Nieuws

Brusselse Begroting 2018: meer geld naar veiligheid




Sinds de zesde staatshervorming is het Brussels Gewest bevoegd voor materies inzake veiligheid en preventie, denk maar aan de coördinatie van het veiligheidsbeleid. Deze bevoegdheden worden rechtstreeks uitgeoefend door de minister-president. 

In vergelijking met de initiële begroting van 2017, gaat er voor 2018 een pak meer geld naar veiligheid. De middelen die hiervoor voorzien worden, zijn in deze begroting toegenomen met maar liefst 30 miljoen euro. Deze middelen gaan onvermijdelijk naar de nodige veiligheidsuitrusting. 

Het eerste Globaal Veiligheids- en Preventieplan werd begin dit jaar voorgesteld. In 2018 komt het er op aan om dit plan ten uitvoer te brengen. Ik dring er bij de minister-president graag op aan om het Parlement op gezette tijden op de hoogte te brengen van de concrete acties die werden ondernomen in het kader van de uitvoering van het GVPP. 
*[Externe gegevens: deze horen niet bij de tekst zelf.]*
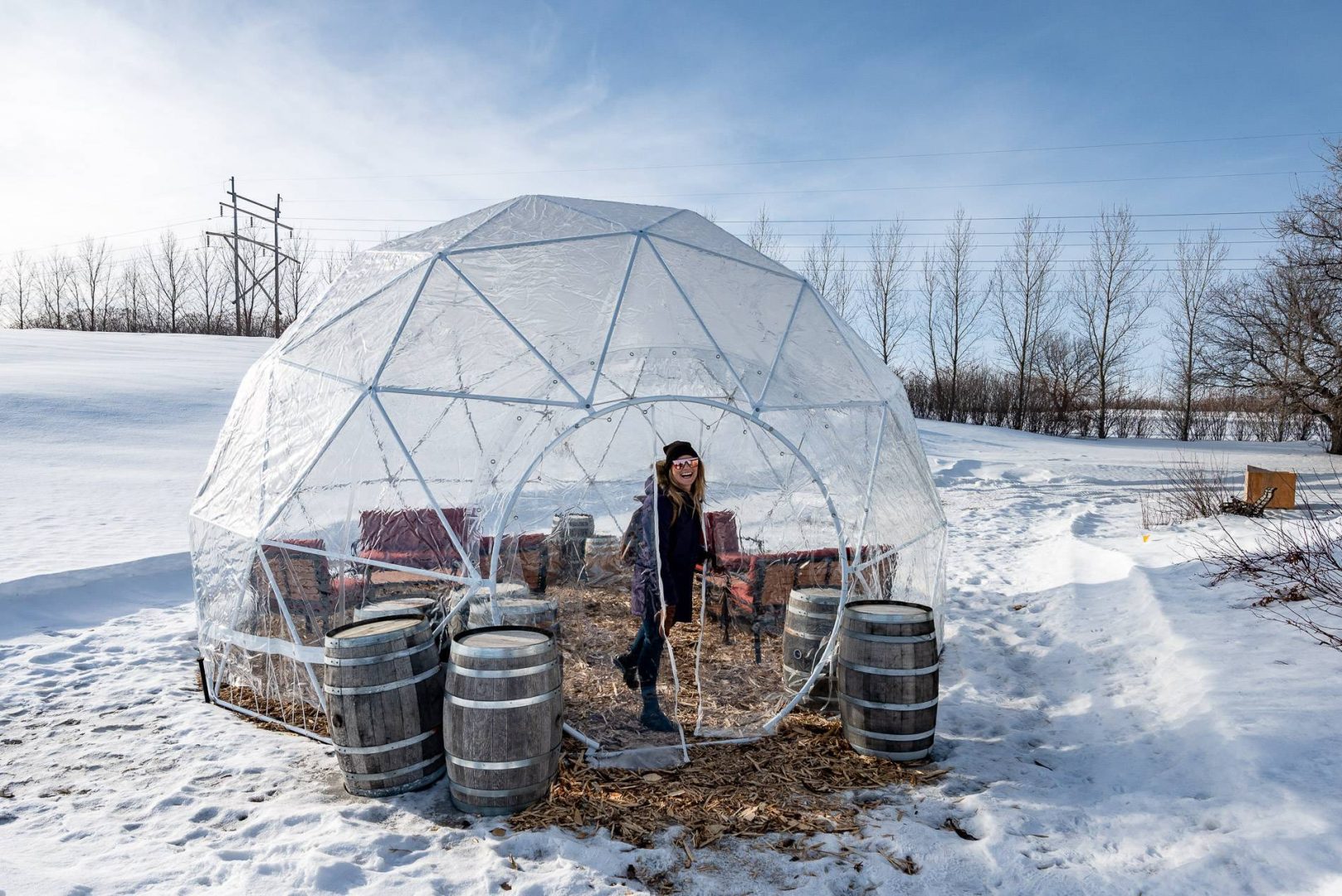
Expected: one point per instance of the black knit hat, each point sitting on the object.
(680, 450)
Daarnaast lees ik dat er in 2018 ook een Brussels Preventie-  en Buurtplan zal worden opgesteld, aan de hand waarvan gemeentelijke projecten gefinancierd zullen worden die onder andere tot doel hebben radicalisering preventief te bestrijden en het vroegtijdig schoolverlaten terug te dringen. Het is goed dat deze lokale projecten gewestelijk gecoördineerd en ondersteund worden. 
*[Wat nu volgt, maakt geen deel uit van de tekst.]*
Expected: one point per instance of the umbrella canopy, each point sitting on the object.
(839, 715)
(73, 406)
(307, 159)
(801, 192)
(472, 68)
De praktische uitvoering van het Vlinderakkoord inzake veiligheid en de uitrol van de dienst 'Brussel Preventie en Veiligheid' komen op kruissnelheid. Het is positief dat een resem maatregelen zoals de operationalisering van het communicatie- en crisiscentrum en het visualiseringscentrum binnenkort worden geconcretiseerd. Wat de videobescherming betreft, verwacht ik van de overheid ook dat ze de privacy van onze bevolking zoveel mogelijk beschermt of zo weinig mogelijk in het gedrag brengt. De veiligheidsmaatregelen moeten steeds in verhouding zijn met de reële veiligheidsrisico's op het terrein en moeten dus steeds opnieuw geëvalueerd worden, zodat we als bevolking zo min mogelijk moeten inboeten op onze grondwettelijke rechten en vrijheden. 

Uit deze begroting blijkt eens te meer dat deze regering blijft investeren in de lokale besturen, die het dichtst bij onze burgers staan, maar dat ze ook  resoluut kiest voor investeringen in veiligheid. En dat is wat onze bevolking, zeker in de tijden waarin we leven, ook verwacht van de overheid. Veiligheid is één van haar kerntaken.

Ik wens de minister-president, en bij uitbreiding de voltallige regering, veel succes bij de uitvoering van de begrotingsdoelstellingen.